Some things about being in the studio:
• I have acquired some wings!
• The title ‘Desire / Disaster’ is floating through my mind as possible for the piece. I have been thinking about aeroplane crashes and death and violence and a need to be loved, and this seems apt.
• The space I think I have chosen at the theatre we are performing in is a traverse stage. I have not made a work with the audience on both sides before. I like the sense of length this gives to the space, and it seems to heighten my awareness of how I am using the ‘stage’ space, how I am mentally laying out material.
• I asked for some lights and a data projector to experiment with in the studio. Ironically, I feel like these technologies that are ‘conventions’ of a theatre space are making it harder for me to continue experimenting. They seem to want me to commit to things, to set them.

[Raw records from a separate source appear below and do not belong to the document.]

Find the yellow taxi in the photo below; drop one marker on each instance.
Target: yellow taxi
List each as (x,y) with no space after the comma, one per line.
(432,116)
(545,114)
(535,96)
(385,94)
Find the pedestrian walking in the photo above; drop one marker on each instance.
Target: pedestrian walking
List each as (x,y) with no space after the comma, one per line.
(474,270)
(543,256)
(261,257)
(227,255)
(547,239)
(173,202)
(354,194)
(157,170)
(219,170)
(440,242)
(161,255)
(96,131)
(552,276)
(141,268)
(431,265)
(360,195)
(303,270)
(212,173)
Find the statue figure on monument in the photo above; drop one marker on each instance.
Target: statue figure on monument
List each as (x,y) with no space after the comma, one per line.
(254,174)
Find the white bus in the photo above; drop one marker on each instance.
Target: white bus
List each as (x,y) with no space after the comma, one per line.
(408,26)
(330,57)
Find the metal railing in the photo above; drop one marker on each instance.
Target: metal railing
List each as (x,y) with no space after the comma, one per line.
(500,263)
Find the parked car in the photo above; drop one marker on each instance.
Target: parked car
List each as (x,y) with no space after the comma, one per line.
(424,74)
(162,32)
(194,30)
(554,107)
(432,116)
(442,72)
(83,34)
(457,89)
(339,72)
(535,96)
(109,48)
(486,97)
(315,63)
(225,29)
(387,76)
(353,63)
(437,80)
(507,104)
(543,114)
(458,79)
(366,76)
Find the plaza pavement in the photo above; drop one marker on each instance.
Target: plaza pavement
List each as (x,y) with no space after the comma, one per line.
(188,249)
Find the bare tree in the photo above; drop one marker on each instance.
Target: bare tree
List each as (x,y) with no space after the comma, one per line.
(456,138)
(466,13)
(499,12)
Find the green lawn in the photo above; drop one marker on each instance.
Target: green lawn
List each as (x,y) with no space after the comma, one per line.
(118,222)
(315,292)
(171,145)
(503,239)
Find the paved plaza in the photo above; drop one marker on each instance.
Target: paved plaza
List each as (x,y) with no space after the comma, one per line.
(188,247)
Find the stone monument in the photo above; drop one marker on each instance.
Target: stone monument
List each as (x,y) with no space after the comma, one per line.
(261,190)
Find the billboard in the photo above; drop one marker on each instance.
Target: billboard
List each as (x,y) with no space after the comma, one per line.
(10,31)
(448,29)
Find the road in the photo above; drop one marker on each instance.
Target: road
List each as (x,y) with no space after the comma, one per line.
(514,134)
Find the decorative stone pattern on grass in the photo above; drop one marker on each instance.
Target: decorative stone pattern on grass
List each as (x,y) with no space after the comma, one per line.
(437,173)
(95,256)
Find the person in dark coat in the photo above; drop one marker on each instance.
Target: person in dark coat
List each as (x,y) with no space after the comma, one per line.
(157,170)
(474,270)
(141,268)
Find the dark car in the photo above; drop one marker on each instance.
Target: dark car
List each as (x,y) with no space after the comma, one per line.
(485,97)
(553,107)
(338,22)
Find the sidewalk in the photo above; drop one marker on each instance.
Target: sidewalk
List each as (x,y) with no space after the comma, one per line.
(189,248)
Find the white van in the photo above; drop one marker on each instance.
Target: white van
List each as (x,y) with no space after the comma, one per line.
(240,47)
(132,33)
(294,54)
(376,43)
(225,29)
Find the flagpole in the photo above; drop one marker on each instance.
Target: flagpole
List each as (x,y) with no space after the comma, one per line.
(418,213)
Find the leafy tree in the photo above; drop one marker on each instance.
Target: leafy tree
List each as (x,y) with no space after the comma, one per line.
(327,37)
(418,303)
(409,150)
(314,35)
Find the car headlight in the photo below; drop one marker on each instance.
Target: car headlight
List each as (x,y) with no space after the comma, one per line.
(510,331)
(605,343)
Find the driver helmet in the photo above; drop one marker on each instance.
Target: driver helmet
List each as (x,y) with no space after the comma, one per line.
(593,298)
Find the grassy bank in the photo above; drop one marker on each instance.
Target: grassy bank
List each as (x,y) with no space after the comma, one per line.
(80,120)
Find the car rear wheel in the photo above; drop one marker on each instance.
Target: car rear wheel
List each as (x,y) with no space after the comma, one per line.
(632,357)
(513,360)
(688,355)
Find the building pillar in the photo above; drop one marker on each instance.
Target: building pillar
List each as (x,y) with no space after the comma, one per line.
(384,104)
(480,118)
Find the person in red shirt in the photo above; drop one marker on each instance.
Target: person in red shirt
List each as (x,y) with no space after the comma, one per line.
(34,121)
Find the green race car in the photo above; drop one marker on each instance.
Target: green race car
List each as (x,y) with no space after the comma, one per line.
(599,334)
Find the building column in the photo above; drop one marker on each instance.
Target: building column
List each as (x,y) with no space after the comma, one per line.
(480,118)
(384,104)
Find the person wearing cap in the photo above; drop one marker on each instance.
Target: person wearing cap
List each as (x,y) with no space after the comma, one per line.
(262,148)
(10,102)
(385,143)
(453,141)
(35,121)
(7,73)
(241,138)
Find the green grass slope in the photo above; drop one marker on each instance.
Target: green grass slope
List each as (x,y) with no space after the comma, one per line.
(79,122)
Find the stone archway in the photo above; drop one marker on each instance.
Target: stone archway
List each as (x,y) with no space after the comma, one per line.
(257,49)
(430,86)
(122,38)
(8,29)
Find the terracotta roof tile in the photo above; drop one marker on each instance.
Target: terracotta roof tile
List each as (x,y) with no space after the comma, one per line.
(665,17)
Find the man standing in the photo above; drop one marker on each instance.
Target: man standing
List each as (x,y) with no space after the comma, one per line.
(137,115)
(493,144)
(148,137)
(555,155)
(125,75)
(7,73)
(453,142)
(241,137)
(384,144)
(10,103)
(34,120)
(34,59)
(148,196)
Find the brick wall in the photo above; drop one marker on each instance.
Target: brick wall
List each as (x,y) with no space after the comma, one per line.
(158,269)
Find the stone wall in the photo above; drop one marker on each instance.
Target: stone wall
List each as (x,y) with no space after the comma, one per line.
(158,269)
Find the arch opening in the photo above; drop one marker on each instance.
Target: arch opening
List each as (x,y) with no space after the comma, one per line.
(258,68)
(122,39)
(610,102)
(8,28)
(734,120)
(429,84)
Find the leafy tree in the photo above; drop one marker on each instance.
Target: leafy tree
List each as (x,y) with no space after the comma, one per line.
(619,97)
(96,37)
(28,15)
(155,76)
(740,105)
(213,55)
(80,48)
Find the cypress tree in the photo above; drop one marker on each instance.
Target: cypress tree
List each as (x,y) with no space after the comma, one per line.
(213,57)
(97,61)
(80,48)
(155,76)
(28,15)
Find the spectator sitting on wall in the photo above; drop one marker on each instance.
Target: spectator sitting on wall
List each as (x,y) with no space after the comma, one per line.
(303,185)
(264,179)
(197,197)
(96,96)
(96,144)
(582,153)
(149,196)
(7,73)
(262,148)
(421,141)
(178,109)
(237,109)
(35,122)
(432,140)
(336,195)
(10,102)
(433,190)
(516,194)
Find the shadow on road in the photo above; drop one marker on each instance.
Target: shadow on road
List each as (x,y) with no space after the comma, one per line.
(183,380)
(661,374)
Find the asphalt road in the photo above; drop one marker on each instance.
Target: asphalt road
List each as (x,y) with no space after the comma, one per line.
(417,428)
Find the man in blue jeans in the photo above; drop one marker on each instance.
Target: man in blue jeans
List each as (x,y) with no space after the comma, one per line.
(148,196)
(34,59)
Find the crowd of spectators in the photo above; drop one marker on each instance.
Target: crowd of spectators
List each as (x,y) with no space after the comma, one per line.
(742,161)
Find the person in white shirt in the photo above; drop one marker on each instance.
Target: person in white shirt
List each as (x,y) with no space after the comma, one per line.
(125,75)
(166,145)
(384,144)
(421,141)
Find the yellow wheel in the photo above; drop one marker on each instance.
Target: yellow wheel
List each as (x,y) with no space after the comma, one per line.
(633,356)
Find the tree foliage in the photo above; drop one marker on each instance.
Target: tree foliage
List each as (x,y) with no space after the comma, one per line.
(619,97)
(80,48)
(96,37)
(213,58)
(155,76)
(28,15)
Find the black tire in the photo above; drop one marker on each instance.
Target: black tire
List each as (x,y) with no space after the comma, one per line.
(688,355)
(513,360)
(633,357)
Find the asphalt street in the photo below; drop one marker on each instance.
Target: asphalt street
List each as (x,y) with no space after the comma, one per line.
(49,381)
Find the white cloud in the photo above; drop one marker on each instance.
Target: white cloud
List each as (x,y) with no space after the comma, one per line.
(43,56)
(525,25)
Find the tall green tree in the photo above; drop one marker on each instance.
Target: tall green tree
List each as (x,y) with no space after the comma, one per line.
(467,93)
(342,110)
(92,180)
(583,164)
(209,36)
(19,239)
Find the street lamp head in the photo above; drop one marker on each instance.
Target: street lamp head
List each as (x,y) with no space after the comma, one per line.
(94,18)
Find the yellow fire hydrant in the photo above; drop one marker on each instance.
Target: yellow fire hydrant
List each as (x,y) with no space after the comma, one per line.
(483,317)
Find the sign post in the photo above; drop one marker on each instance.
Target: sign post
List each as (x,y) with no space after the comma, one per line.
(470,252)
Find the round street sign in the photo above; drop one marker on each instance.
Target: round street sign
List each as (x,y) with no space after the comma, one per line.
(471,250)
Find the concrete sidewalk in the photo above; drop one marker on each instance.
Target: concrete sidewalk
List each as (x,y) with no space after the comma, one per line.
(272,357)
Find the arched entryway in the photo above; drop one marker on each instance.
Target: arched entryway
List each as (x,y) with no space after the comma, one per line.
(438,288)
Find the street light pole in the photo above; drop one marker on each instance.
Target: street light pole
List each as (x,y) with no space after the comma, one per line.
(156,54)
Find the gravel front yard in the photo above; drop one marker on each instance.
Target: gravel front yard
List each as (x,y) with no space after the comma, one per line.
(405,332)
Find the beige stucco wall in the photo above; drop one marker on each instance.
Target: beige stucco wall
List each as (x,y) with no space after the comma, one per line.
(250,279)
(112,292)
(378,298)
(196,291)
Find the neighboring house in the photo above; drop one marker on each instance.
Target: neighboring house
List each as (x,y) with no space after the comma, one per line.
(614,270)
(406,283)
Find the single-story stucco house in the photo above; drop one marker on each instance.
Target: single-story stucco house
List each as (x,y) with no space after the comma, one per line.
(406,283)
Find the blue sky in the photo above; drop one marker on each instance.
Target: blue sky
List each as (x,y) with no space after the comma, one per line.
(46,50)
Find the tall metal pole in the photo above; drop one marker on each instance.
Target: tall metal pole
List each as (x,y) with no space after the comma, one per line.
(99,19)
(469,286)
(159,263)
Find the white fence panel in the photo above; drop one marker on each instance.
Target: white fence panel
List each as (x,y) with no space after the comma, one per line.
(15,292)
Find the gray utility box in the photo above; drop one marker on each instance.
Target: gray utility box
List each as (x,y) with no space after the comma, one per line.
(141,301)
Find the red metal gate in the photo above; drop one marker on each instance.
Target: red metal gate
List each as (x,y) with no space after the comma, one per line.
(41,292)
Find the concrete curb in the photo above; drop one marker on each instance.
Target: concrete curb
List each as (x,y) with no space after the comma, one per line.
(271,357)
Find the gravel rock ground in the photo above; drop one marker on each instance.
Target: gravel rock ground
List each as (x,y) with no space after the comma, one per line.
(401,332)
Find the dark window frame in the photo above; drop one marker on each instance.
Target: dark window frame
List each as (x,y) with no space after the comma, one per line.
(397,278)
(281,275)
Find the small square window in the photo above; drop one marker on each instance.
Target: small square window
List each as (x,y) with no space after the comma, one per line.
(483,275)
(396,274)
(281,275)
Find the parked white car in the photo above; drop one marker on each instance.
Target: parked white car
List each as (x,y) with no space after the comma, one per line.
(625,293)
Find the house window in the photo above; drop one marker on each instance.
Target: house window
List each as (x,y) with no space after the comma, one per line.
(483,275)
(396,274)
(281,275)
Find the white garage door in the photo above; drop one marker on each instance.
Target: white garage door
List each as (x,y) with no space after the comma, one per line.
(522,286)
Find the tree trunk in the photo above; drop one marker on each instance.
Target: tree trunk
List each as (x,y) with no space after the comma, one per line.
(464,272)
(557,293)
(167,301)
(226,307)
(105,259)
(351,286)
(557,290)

• We are going to have to deal with a language barrier when we present our work here. We might have a translator, or surtitles, or a written hand-out. I thought about displacement and belonging (or not-belonging), and about a show that is deliberately performed in a language that is not the primary language spoken. So here, I perform it in English, back in the UK I could perform it in German.
• Over the last two days I have done a lot of dancing. There is a point in almost every process where I make a dance, and I never know if it is actually good as a moment of performance, or if I am just being hoodwinked by enjoying dancing. I usually take the dance out. Maybe this will be the piece where I don’t.